Und so begann 1992 ganz offiziell die Ära der "broy new media". Damals gab es in Deutschland einen Internetprovider; zwei Wochen später hatte ich eine Internetseite. Dummerweise hatten meine Kunden keinen Zugang und meine Seite blieb lange Zeit unentdeckt. Da ich nicht wusste, was Venture Capital ist, musste ich meine junge Multimediaproduktion mit meiner Arbeit als Kameramann finanzieren, und so kann man die ersten Jahre als ausgesprochen arbeitsreich bezeichnen. Habe ich schon erwähnt, dass ich inzwischen sehr froh bin, dass ich damals nicht wusste, was Venture Capital ist? Mit der Website der Werner Herzog Filmproduktion produzierten wir die erste kommerzielle Website, nach etlichen Hobbyportalen übers Segeln, Computerspiele und Online Communities. Danach ging alles rasend schnell. Die New Economy legte kräftig los. Intertainment AG, Advanced Medien AG, Inquire, 7th Level, die Voxar AG und auch alteingesessene Medienunternehmen wie die Tele München Gruppe und viele mehr. Viele Firmen wollten ins Internet und die broy new media war wie maßgeschneidert für die Medienwelt: wir waren schnell, budgetorientiert und hatten ein profundes Know-how in allen Bereichen der neuen Medien, der alten "neuen Medien" und der neuen "neuen Medien".
Die Branche brummte und die broy new media wuchs. Naja, Sie wissen, was dann kam.
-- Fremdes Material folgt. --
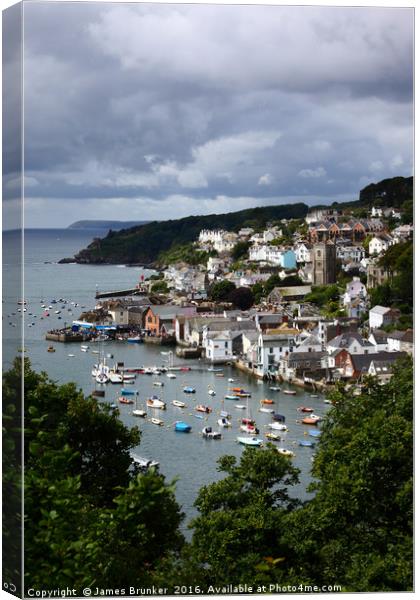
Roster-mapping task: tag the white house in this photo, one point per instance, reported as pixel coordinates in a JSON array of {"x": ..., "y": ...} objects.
[
  {"x": 401, "y": 341},
  {"x": 352, "y": 342},
  {"x": 271, "y": 348},
  {"x": 218, "y": 346},
  {"x": 379, "y": 244},
  {"x": 380, "y": 316},
  {"x": 303, "y": 252}
]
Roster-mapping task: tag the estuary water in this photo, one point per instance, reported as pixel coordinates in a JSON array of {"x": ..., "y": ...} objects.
[{"x": 189, "y": 458}]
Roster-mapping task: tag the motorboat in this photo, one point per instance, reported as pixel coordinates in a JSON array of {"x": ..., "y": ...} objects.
[
  {"x": 179, "y": 404},
  {"x": 306, "y": 443},
  {"x": 277, "y": 426},
  {"x": 248, "y": 428},
  {"x": 144, "y": 463},
  {"x": 203, "y": 408},
  {"x": 285, "y": 452},
  {"x": 309, "y": 421},
  {"x": 139, "y": 412},
  {"x": 125, "y": 400},
  {"x": 274, "y": 437},
  {"x": 155, "y": 402},
  {"x": 182, "y": 427},
  {"x": 115, "y": 377},
  {"x": 209, "y": 434},
  {"x": 250, "y": 441}
]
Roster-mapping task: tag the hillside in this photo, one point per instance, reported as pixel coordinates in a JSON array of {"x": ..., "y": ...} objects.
[
  {"x": 143, "y": 244},
  {"x": 114, "y": 225}
]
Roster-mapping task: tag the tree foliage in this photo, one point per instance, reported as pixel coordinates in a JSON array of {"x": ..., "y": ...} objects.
[{"x": 91, "y": 518}]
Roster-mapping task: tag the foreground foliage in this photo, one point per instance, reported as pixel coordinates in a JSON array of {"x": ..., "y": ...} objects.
[{"x": 91, "y": 519}]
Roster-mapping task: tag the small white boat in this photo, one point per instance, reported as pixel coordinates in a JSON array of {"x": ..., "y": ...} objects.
[
  {"x": 285, "y": 452},
  {"x": 156, "y": 403},
  {"x": 115, "y": 377},
  {"x": 138, "y": 412},
  {"x": 249, "y": 441},
  {"x": 179, "y": 404},
  {"x": 209, "y": 434},
  {"x": 277, "y": 426}
]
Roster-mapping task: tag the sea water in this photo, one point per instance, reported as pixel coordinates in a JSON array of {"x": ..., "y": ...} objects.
[{"x": 189, "y": 458}]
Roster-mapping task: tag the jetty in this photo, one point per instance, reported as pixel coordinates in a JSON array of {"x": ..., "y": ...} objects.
[{"x": 136, "y": 291}]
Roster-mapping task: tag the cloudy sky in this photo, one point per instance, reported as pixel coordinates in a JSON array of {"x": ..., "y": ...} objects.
[{"x": 157, "y": 111}]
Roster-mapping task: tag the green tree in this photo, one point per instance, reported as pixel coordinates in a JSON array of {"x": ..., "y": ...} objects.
[
  {"x": 242, "y": 298},
  {"x": 160, "y": 287},
  {"x": 240, "y": 250},
  {"x": 357, "y": 529},
  {"x": 91, "y": 517},
  {"x": 221, "y": 291}
]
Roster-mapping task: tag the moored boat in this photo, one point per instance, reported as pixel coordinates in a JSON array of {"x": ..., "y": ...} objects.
[
  {"x": 179, "y": 404},
  {"x": 155, "y": 402},
  {"x": 182, "y": 427},
  {"x": 249, "y": 441},
  {"x": 209, "y": 434},
  {"x": 277, "y": 426},
  {"x": 203, "y": 408},
  {"x": 285, "y": 452}
]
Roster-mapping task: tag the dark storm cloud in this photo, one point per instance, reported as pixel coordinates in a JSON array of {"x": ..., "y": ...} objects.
[{"x": 166, "y": 110}]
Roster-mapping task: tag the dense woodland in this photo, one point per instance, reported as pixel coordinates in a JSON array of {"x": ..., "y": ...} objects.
[
  {"x": 92, "y": 519},
  {"x": 161, "y": 242}
]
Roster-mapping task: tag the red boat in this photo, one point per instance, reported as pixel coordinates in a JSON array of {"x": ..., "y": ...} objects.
[
  {"x": 310, "y": 421},
  {"x": 123, "y": 400},
  {"x": 202, "y": 408}
]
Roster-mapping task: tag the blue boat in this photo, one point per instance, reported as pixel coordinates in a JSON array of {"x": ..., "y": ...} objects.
[
  {"x": 125, "y": 392},
  {"x": 279, "y": 418},
  {"x": 314, "y": 432},
  {"x": 182, "y": 427},
  {"x": 307, "y": 443}
]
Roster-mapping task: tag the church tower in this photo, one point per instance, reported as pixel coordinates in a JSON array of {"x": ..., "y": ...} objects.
[{"x": 323, "y": 263}]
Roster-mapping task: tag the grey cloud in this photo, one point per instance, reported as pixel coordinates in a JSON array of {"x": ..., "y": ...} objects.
[{"x": 130, "y": 103}]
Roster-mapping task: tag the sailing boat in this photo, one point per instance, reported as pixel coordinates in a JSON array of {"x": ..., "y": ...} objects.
[{"x": 139, "y": 412}]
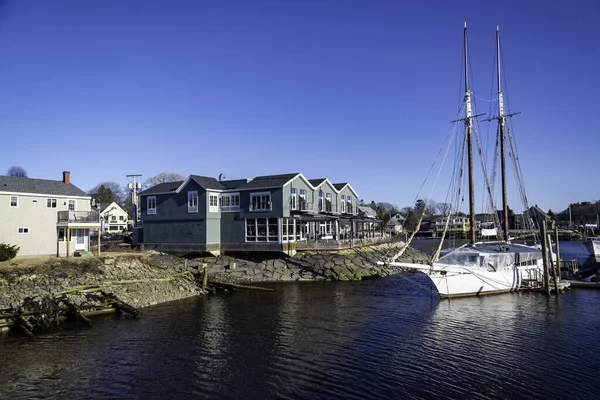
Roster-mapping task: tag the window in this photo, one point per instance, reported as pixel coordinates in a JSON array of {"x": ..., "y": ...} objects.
[
  {"x": 213, "y": 202},
  {"x": 302, "y": 200},
  {"x": 260, "y": 201},
  {"x": 288, "y": 230},
  {"x": 321, "y": 200},
  {"x": 193, "y": 201},
  {"x": 151, "y": 205},
  {"x": 230, "y": 202},
  {"x": 262, "y": 230},
  {"x": 293, "y": 198}
]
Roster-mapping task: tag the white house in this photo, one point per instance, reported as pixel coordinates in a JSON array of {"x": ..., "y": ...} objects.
[
  {"x": 114, "y": 218},
  {"x": 395, "y": 225},
  {"x": 45, "y": 217}
]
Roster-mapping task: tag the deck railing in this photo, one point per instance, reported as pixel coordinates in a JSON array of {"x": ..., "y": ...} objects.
[{"x": 87, "y": 217}]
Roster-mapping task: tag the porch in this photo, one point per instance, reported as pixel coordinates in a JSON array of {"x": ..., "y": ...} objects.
[{"x": 73, "y": 231}]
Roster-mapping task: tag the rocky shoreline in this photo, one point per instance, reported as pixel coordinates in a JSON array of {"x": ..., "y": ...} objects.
[{"x": 149, "y": 278}]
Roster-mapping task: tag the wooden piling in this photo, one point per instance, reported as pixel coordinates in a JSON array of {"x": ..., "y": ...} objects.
[
  {"x": 545, "y": 257},
  {"x": 556, "y": 268},
  {"x": 204, "y": 276}
]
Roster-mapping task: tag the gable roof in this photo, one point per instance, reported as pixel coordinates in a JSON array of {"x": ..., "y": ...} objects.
[
  {"x": 165, "y": 187},
  {"x": 340, "y": 186},
  {"x": 111, "y": 205},
  {"x": 18, "y": 184},
  {"x": 206, "y": 182},
  {"x": 269, "y": 181}
]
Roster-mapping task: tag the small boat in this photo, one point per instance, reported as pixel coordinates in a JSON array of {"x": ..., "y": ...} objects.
[
  {"x": 593, "y": 246},
  {"x": 480, "y": 268}
]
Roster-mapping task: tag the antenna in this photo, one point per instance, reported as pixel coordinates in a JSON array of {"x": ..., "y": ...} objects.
[{"x": 135, "y": 186}]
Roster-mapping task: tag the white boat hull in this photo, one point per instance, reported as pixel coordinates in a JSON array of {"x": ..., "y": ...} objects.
[
  {"x": 593, "y": 247},
  {"x": 475, "y": 283}
]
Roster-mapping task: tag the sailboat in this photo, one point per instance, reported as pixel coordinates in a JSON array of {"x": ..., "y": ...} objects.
[{"x": 480, "y": 268}]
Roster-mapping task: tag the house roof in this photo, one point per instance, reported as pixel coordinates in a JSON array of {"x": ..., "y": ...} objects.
[
  {"x": 268, "y": 181},
  {"x": 164, "y": 187},
  {"x": 17, "y": 184},
  {"x": 233, "y": 184},
  {"x": 368, "y": 211},
  {"x": 340, "y": 186},
  {"x": 207, "y": 182},
  {"x": 317, "y": 182}
]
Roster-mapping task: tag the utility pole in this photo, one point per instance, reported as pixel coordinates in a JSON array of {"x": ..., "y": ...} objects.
[{"x": 134, "y": 187}]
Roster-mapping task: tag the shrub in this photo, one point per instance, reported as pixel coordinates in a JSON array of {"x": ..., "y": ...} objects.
[{"x": 8, "y": 252}]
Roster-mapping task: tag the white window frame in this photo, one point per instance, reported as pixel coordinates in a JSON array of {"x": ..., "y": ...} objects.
[
  {"x": 151, "y": 210},
  {"x": 321, "y": 201},
  {"x": 263, "y": 201},
  {"x": 213, "y": 202},
  {"x": 269, "y": 236},
  {"x": 302, "y": 195},
  {"x": 193, "y": 195},
  {"x": 230, "y": 202},
  {"x": 293, "y": 199}
]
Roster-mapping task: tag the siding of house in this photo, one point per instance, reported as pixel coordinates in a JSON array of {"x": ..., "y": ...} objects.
[
  {"x": 33, "y": 213},
  {"x": 297, "y": 183},
  {"x": 172, "y": 223}
]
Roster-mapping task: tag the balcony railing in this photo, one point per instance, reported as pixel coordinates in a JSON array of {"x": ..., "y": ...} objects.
[
  {"x": 87, "y": 217},
  {"x": 301, "y": 205}
]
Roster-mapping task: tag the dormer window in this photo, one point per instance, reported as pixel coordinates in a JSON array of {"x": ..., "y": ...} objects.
[
  {"x": 193, "y": 201},
  {"x": 260, "y": 201}
]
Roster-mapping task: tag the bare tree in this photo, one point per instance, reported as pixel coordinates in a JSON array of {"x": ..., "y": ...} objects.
[
  {"x": 17, "y": 171},
  {"x": 162, "y": 178},
  {"x": 118, "y": 195}
]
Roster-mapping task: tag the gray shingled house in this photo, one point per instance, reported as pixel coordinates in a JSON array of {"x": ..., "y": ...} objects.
[
  {"x": 275, "y": 213},
  {"x": 45, "y": 217}
]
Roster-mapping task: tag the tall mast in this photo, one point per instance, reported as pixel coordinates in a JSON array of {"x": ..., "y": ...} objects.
[
  {"x": 501, "y": 126},
  {"x": 469, "y": 133}
]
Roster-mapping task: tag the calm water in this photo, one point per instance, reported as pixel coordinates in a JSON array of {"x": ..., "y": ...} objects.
[{"x": 387, "y": 338}]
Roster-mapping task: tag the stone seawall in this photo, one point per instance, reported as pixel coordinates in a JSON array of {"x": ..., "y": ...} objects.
[{"x": 144, "y": 279}]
Die Branche jaulte und brach zusammen, und die broy new media schrumpfte wieder. Und da sind wir jetzt: klein, fein, gesund und mit noch mehr Erfahrung. Unsere Kunden haben von all dem Wirbel nie etwas gemerkt. Wir hielten uns bayerisch-stur an unsere "Königskunden-Philosophie". Und so wählten sie uns 2002 zur Nr. 1 Agentur in Sachen Kundenzufriedenheit und blieben uns treu. Auch in schlechten Zeiten. Jetzt freuen wir uns auf eine neue Ära der "True Economy", in der ordentlich und vernünftig geführte Unternehmen wie die broy new media weiterhin brav Steuern zahlen dürfen. Das tun nur wenige Internetagenturen, das können Sie mir glauben.